Queria experimentar esses métodos, que considerava eficazes.
Meu
único problema era encontrar um leprosário onde pudesse
colocar em prática minhas idéias com toda liberdade.
Descobri uma colônia de leprosos em Orofara, no arquipélago
do Taiti, na Polinésia Francesa, ao sul do Oceano Pacífico.
Encontrei uma situação realmente horrível.
Embora o Taiti tenha clima tropical e no norte da França
esteja nevando no inverno, esses pobres doentes estavam sendo tratados
de acordo com manuais publicados no norte da França. Isso
quer dizer, uma dieta exclusivamente de alimentos enlatados. Como
encontrei uma quantidade enorme de latas, a primeira coisa foi
organizar uma brigada chamada de "lançadores de latas".

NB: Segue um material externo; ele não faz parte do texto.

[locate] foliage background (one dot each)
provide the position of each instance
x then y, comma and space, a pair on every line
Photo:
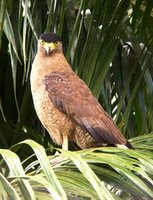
110, 46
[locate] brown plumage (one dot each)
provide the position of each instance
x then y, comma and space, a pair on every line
65, 105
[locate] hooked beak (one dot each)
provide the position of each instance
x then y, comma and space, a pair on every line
49, 47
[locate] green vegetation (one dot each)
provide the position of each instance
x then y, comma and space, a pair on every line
110, 46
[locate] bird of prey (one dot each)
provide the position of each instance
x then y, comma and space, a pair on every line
65, 105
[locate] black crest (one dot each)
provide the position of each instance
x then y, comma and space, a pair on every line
50, 37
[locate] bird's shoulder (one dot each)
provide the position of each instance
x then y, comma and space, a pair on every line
70, 94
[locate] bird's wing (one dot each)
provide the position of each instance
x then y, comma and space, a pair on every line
70, 94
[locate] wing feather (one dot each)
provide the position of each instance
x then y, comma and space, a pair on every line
71, 95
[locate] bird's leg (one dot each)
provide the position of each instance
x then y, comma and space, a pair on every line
65, 142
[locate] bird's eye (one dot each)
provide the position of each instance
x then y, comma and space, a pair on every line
56, 43
42, 42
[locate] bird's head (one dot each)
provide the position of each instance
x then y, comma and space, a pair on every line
49, 43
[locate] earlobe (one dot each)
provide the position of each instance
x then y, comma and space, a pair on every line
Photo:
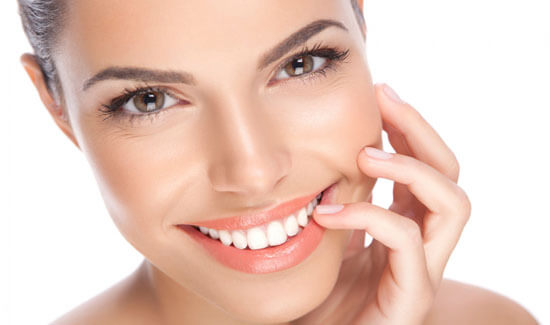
31, 66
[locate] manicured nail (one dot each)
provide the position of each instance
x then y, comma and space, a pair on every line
329, 208
392, 94
378, 154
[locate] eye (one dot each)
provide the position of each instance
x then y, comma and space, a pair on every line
300, 66
148, 101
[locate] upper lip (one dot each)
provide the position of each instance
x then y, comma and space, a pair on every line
258, 218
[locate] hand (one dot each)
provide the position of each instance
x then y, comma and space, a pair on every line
419, 230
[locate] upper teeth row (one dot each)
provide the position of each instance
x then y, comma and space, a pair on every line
273, 233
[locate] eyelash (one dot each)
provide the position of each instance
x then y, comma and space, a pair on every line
333, 55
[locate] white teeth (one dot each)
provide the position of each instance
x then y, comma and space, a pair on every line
302, 217
276, 234
239, 239
213, 233
291, 225
225, 237
256, 238
309, 208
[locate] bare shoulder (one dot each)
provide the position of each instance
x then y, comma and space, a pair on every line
121, 304
460, 303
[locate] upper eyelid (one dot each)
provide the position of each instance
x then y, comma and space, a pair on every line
123, 99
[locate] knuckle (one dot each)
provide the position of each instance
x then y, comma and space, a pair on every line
454, 169
411, 231
464, 205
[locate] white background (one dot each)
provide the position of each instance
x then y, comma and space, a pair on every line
478, 71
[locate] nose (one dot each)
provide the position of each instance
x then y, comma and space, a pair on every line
250, 157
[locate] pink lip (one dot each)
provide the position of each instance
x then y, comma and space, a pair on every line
258, 218
273, 258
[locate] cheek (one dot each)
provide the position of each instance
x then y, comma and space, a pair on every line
139, 178
336, 125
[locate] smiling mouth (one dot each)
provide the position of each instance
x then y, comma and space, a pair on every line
273, 233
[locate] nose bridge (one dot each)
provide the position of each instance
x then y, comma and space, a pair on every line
249, 157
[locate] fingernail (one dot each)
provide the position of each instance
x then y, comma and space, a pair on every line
392, 94
329, 208
378, 154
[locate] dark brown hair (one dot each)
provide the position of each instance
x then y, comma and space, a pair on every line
43, 22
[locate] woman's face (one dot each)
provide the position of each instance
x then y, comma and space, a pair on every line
231, 140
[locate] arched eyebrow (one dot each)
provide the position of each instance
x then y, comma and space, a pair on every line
171, 76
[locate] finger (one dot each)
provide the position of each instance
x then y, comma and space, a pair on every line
436, 191
405, 125
448, 205
401, 235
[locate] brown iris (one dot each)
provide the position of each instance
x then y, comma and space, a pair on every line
300, 65
149, 101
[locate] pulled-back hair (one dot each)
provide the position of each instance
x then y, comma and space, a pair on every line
43, 22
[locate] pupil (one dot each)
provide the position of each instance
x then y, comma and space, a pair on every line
150, 98
300, 63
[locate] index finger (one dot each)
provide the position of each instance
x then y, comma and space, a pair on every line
409, 131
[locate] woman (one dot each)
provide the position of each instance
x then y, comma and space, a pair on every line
235, 146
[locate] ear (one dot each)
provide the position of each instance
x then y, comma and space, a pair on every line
31, 66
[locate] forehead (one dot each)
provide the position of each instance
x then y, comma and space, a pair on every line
133, 32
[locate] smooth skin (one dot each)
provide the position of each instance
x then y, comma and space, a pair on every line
242, 144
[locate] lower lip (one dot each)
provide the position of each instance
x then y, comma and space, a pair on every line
269, 259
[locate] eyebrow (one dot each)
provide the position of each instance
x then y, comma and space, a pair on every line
171, 76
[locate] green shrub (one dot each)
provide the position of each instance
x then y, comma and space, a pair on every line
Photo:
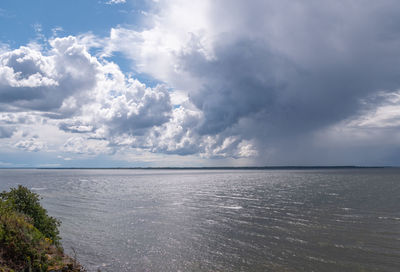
24, 201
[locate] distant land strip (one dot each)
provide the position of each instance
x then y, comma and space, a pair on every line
210, 168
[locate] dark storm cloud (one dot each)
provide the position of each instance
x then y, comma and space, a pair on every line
285, 69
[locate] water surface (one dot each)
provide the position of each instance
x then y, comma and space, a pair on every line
224, 220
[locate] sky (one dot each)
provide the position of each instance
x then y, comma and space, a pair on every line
126, 83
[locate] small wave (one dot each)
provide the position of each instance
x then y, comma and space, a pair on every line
232, 207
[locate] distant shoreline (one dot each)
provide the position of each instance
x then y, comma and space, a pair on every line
206, 168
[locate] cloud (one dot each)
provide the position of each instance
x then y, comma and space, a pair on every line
282, 82
112, 2
32, 144
270, 73
7, 131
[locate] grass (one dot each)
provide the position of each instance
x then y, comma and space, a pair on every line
29, 237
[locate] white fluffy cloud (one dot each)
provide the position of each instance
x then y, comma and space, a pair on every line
97, 108
275, 81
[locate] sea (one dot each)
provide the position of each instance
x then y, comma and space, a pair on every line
223, 220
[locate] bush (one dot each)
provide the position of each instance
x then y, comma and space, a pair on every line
24, 201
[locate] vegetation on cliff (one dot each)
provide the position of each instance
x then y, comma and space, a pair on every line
29, 237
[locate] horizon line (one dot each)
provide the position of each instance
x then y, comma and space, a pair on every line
277, 167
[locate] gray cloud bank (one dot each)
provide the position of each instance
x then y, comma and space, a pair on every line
282, 82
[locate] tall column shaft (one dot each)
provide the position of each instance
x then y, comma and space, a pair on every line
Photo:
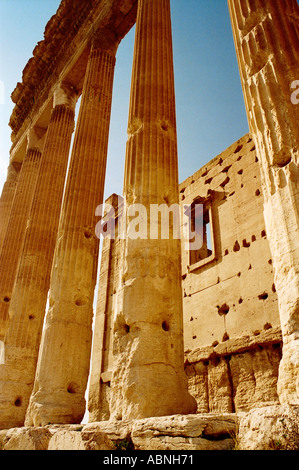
16, 227
266, 35
63, 366
148, 377
7, 197
29, 297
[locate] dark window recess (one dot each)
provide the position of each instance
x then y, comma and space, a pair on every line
200, 227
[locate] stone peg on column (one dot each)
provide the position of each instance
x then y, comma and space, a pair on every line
29, 297
148, 377
18, 219
266, 36
7, 197
63, 366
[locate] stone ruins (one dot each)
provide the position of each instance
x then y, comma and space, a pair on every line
187, 348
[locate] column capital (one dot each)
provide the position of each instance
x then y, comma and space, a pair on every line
106, 40
65, 94
35, 138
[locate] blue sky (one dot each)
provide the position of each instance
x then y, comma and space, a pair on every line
210, 107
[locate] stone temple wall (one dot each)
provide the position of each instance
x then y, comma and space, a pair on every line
232, 335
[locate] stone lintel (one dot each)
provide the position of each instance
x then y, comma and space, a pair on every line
235, 346
65, 53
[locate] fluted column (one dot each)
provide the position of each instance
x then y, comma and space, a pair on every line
267, 43
16, 227
148, 377
63, 366
29, 297
7, 197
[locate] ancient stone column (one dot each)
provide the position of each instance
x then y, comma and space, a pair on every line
63, 367
7, 197
29, 297
16, 227
148, 377
266, 35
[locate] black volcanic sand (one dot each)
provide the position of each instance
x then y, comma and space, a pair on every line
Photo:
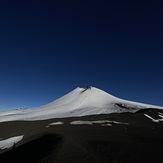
139, 142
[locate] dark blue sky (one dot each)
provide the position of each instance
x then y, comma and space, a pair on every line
48, 48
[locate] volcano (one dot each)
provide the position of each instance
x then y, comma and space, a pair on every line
86, 125
81, 101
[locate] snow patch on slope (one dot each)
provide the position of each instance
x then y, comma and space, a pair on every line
79, 102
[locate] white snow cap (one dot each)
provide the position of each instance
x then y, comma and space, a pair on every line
81, 101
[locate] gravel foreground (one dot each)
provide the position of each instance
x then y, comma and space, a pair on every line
112, 138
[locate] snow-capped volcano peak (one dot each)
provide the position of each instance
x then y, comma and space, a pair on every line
79, 102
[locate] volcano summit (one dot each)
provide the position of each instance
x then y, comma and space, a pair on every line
81, 101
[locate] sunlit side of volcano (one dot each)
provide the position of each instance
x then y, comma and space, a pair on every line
81, 101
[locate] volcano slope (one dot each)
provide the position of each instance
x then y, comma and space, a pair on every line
115, 138
86, 125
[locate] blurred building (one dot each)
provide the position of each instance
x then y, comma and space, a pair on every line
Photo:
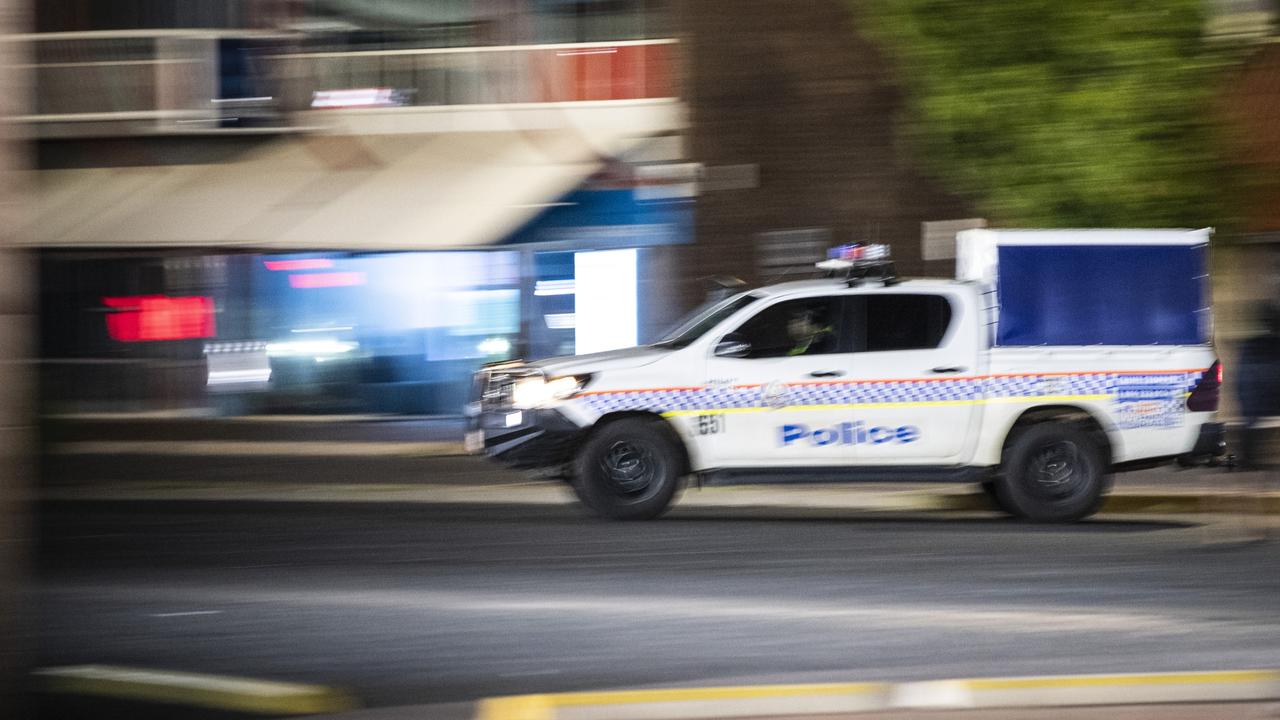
347, 204
350, 204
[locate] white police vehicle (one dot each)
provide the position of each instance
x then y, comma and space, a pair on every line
1055, 359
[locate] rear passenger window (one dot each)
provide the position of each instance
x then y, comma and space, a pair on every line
905, 322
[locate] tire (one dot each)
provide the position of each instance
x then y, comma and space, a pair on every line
1052, 473
629, 469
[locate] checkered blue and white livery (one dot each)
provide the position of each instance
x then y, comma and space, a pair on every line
906, 392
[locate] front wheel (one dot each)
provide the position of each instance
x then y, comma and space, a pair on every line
1052, 473
629, 470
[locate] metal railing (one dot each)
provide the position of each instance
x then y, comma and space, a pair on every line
493, 74
173, 81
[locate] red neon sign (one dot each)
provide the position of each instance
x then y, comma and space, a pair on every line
147, 318
327, 279
306, 264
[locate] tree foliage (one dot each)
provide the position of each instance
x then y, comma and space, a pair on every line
1059, 113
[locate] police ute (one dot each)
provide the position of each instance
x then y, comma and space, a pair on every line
1052, 360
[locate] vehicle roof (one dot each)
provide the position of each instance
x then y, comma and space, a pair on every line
832, 283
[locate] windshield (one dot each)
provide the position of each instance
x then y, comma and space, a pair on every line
704, 318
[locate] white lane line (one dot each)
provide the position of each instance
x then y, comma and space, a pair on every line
186, 614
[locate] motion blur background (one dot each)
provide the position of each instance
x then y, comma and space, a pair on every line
348, 205
344, 206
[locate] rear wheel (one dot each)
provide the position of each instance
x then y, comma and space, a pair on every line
1052, 473
629, 469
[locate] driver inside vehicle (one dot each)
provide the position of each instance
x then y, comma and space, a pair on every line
810, 332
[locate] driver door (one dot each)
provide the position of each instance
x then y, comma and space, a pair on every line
780, 392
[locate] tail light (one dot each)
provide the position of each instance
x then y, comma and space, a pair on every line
1203, 397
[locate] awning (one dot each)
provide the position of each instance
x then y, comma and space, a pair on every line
323, 192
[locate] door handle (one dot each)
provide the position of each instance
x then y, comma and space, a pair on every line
826, 373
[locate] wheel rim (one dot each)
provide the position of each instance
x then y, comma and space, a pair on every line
630, 468
1057, 470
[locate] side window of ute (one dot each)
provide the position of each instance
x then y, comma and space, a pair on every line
805, 326
886, 322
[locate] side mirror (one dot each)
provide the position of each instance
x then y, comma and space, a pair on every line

Passamos um dia inteiro arremessando as latas no oceano! Em seguida,
tive que falar com os parentes dos leprosos, que vinham visitá-los
regularmente. Pedi que trouxessem frutas e verduras frescas nas
visitas. As famílias ficaram muito contentes, sentindo finalmente
uma possibilidade de participarem do tratamento. E, mais importante,
pela primeira vez sentiram esperança. Encontrar os alimentos
necessários não era problema — naquela ilha
viçosa havia uma variedade imensa de frutas e vegetais.
O
método de tratamento usado estava tão ultrapassado
quanto a comida enlatada: ainda davam injeções
com azul de metileno, que obviamente não faziam efeito.
Por isso, introduzi um jejum, banhos de sol, exercícios
na água e uma alimentação inteiramente crua,
aplicando exatamente os métodos que os antigos Essênios
usavam.
Os meus pacientes se adaptaram ao novo regime sem incidentes, com
uma exceção. O obstáculo surgiu quando tentei
introduzir exercícios. A doença causa um estado de
terrível letargia e as enfermeiras se queixavam que não
havia meio de persuadir os doentes a fazerem os exercícios
prescritos. Encontrei a resposta, olhando pela janela para um
lindo riacho. Reuni alguns auxiliares musculosos e literalmente
jogamos todos os doentes dentro do riacho! Obviamente eles protestaram — a água
no riacho estava fria — mas os meus auxiliares não
os deixaram sair. Não havia outra saída a não
ser mover braços e pernas.Quanto mais se mexiam, menos desagradável
era a temperatura da água. Após alguns dias desse
balé compulsório na água, eu conseguia organizar
exercícios sistemáticos. Eles estavam se habituando
a movimentar-se e, na realidade estavam gostando de fazer exercícios
pela primeira vez em muitos anos.
Não passou muito tempo para que a minha adaptação
do método Essênio começasse a causar uma grande
melhoria nos leprosos. Onde havia mutilações, só pudemos
evitar que a doença progredisse. Entretanto, na grande maioria
dos casos, houve melhoria espetacular e até cura. Na ilha
havia um excelente fotógrafo e tiramos um grande número
de fotografias das diferentes fases da melhoria gradativa. Essas
fotos ilustram os resultados maravilhosos conseguidos pelos métodos
Essênios de cura natural.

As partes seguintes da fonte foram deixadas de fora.